MLflow Tracking

The MLflow Tracking is an API and UI for logging parameters, code versions, metrics, and output files when running your machine learning code and for later visualizing the results. MLflow Tracking provides Python , REST , R, and Java APIs.

Quickstart

If you haven't used MLflow Tracking before, we strongly recommend going through the following quickstart tutorial.

MLflow Tracking Quickstart

A great place to start to learn the fundamentals of MLflow Tracking! Learn in 5 minutes how to log, register, and load a model for inference.

Concepts

Runs

MLflow Tracking is organized around the concept of runs, which are executions of some piece of data science code, for example, a single python train.py execution. Each run records metadata (various information about your run such as metrics, parameters, start and end times) and artifacts (output files from the run such as model weights, images, etc).

Models

Models represent the trained machine learning artifacts that are produced during your runs.

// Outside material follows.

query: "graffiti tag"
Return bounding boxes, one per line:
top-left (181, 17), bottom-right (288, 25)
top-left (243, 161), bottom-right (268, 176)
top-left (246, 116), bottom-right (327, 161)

Logged Models contain their own metadata and artifacts similar to runs.

Experiments

An experiment groups together runs and models for a specific task. You can create an experiment using the CLI, API, or UI. The MLflow API and UI also let you create and search for experiments. See Organizing Runs into Experiments for more details on how to organize your runs into experiments.

Tracking Runs

MLflow Tracking APIs provide a set of functions to track your runs. For example, you can call mlflow.start_run() to start a new run, then call Logging Functions such as mlflow.log_param() and mlflow.log_metric() to log parameters and metrics respectively. Please visit the Tracking API documentation for more details about using these APIs.

import mlflow

with mlflow.start_run():
    mlflow.log_param("lr", 0.001)
    # Your ml code
    ...
    mlflow.log_metric("val_loss", val_loss)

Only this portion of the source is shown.